Küçük Emine Ela, Yapar Kürşad, Küçük Dilek, Küçük Doğan
Department of Public Health, Faculty of Health Sciences, Giresun University, Giresun, Turkey.
Department of Medical Pharmacology, Faculty of Medicine, Giresun University, Giresun, Turkey.
Comput Biol Med. 2017 Apr 1;83:1-9. doi: 10.1016/j.compbiomed.2017.02.001. Epub 2017 Feb 4.
Social media analysis, such as the analysis of tweets, is a promising research topic for tracking public health concerns including epidemics. In this paper, we present an ontology-based approach to automatically identify public health-related Turkish tweets. The system is based on a public health ontology that we have constructed through a semi-automated procedure. The ontology concepts are expanded through a linguistically motivated relaxation scheme as the last stage of ontology development, before being integrated into our system to increase its coverage. The ultimate lexical resource which includes the terms corresponding to the ontology concepts is used to filter the Twitter stream so that a plausible tweet subset, including mostly public-health related tweets, can be obtained. Experiments are carried out on two million genuine tweets and promising precision rates are obtained. Also implemented within the course of the current study is a Web-based interface, to track the results of this identification system, to be used by the related public health staff. Hence, the current social media analysis study has both technical and practical contributions to the significant domain of public health.
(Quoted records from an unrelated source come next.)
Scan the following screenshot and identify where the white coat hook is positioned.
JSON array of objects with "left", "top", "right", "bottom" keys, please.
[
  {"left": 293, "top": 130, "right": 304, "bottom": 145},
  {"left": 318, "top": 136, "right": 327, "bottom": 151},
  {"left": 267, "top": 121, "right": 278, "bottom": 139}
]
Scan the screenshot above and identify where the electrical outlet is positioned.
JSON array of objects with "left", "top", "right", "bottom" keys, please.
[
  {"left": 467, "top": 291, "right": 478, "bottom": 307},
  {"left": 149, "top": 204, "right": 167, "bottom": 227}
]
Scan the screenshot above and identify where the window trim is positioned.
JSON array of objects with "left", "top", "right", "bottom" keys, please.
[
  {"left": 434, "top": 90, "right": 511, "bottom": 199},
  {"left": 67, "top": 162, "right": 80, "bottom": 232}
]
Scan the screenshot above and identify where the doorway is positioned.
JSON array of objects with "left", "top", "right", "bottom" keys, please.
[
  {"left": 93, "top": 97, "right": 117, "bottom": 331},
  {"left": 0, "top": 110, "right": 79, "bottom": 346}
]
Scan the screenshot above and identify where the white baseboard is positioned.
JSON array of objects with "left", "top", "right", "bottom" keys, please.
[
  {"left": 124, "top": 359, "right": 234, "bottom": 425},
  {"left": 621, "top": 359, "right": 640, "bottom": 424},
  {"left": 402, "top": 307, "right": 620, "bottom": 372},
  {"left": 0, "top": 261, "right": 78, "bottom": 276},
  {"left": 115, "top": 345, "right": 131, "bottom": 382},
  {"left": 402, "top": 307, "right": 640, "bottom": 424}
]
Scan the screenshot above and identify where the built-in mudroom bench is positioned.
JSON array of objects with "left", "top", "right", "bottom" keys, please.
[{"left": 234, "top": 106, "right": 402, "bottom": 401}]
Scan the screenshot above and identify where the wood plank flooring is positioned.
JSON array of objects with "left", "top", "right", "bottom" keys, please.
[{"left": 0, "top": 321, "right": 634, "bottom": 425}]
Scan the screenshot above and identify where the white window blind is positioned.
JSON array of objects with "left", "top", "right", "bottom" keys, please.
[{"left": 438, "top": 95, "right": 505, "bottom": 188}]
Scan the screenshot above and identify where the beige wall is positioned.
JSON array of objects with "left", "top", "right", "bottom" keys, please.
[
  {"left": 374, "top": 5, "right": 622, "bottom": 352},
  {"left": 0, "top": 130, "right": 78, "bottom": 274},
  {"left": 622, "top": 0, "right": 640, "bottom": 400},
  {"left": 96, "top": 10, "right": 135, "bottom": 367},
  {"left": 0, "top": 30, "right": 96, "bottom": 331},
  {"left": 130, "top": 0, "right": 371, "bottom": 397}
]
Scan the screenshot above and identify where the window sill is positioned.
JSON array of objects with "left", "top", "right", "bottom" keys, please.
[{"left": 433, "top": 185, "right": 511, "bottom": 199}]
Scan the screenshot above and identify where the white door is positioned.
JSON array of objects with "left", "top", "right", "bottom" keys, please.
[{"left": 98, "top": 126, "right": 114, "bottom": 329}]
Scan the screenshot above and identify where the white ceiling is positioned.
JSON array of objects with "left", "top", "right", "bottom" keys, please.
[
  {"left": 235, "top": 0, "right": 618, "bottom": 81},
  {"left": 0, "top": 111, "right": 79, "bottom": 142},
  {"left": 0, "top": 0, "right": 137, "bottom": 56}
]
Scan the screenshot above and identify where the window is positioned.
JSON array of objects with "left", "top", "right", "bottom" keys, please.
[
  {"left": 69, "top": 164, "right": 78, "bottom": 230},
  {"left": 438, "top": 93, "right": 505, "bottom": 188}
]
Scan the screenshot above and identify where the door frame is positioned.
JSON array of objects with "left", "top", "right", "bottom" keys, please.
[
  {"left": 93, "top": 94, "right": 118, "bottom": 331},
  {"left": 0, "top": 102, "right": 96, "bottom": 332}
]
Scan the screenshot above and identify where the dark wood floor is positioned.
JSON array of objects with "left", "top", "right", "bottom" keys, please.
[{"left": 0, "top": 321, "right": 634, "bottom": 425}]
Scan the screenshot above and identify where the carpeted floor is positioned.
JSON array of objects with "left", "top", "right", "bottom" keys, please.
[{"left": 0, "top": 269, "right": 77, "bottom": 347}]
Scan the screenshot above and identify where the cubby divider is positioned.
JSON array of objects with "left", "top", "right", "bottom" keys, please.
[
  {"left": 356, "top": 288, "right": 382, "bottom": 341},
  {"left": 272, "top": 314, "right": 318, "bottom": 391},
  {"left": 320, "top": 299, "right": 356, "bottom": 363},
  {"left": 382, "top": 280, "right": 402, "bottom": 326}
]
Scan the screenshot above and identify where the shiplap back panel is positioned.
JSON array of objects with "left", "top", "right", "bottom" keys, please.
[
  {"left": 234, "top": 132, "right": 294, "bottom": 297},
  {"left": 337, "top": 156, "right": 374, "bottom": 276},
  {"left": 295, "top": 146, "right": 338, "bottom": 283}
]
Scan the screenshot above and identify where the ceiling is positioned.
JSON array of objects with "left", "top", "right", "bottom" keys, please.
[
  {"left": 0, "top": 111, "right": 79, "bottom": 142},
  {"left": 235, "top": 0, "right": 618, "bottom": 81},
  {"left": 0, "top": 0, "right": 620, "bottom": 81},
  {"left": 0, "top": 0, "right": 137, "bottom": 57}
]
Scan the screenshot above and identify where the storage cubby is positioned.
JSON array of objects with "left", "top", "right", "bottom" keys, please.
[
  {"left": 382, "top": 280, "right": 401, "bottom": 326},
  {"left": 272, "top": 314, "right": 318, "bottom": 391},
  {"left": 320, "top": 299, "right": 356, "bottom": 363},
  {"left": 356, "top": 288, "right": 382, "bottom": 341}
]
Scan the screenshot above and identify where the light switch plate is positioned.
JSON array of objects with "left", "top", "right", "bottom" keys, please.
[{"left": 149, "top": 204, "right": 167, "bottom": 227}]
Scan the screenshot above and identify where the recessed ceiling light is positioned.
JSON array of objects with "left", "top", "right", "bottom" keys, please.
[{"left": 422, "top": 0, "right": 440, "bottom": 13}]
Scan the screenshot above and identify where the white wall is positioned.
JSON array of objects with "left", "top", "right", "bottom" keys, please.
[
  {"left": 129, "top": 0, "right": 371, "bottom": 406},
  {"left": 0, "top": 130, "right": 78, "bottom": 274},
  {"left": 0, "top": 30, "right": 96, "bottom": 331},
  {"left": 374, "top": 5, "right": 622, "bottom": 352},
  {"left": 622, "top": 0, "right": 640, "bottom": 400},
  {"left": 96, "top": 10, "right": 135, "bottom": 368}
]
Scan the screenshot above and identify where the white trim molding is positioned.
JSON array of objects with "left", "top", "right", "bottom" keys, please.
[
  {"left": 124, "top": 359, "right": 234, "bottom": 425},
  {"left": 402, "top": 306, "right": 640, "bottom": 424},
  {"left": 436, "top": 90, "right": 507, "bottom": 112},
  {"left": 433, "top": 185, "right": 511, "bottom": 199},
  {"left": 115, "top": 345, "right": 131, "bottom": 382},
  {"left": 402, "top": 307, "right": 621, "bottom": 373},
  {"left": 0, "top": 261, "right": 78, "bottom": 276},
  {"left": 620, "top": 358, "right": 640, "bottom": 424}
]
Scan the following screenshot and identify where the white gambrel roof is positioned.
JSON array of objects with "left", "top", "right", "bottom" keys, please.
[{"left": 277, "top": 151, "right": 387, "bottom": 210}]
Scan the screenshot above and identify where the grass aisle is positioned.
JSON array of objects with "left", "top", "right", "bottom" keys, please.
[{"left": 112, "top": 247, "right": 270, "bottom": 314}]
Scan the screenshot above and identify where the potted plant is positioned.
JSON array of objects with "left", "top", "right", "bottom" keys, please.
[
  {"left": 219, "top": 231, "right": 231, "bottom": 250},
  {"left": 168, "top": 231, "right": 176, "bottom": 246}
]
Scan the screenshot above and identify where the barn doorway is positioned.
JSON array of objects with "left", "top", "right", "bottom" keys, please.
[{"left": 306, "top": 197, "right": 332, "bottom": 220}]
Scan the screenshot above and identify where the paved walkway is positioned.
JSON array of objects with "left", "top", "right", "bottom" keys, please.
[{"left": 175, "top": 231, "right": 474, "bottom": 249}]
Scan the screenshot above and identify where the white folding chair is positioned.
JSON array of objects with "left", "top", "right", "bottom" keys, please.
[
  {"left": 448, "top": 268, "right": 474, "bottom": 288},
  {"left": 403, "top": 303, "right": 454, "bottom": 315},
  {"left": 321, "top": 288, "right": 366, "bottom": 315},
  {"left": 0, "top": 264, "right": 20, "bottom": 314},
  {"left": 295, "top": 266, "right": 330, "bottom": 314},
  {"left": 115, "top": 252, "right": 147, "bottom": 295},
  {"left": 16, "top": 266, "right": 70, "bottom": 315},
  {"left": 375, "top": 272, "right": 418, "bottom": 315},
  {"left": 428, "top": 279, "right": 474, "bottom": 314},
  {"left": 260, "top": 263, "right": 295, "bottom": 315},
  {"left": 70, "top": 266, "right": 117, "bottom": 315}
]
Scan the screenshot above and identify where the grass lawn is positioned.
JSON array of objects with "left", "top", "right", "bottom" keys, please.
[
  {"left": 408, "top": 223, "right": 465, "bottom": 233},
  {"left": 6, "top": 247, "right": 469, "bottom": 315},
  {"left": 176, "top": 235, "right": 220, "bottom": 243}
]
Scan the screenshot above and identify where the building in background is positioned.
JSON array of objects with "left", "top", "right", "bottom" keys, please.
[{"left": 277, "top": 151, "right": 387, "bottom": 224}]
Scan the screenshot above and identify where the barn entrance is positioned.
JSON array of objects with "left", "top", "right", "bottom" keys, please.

社交媒体分析,比如对推文的分析,是一个很有前景的研究课题,可用于追踪包括流行病在内的公众健康问题。在本文中,我们提出一种基于本体的方法来自动识别与土耳其公共卫生相关的推文。该系统基于我们通过半自动程序构建的公共卫生本体。在本体开发的最后阶段,通过一种基于语言学的松弛方案来扩展本体概念,然后将其集成到我们的系统中以增加其覆盖范围。包含与本体概念相对应术语的最终词汇资源用于过滤推特流,从而获得一个合理的推文子集,其中大部分是与公共卫生相关的推文。我们对两百万条真实推文进行了实验,并获得了可观的精确率。在当前研究过程中还实现了一个基于网络的界面,供相关公共卫生人员使用,以追踪这个识别系统的结果。因此,当前的社交媒体分析研究对公共卫生这一重要领域既有技术贡献,也有实际贡献。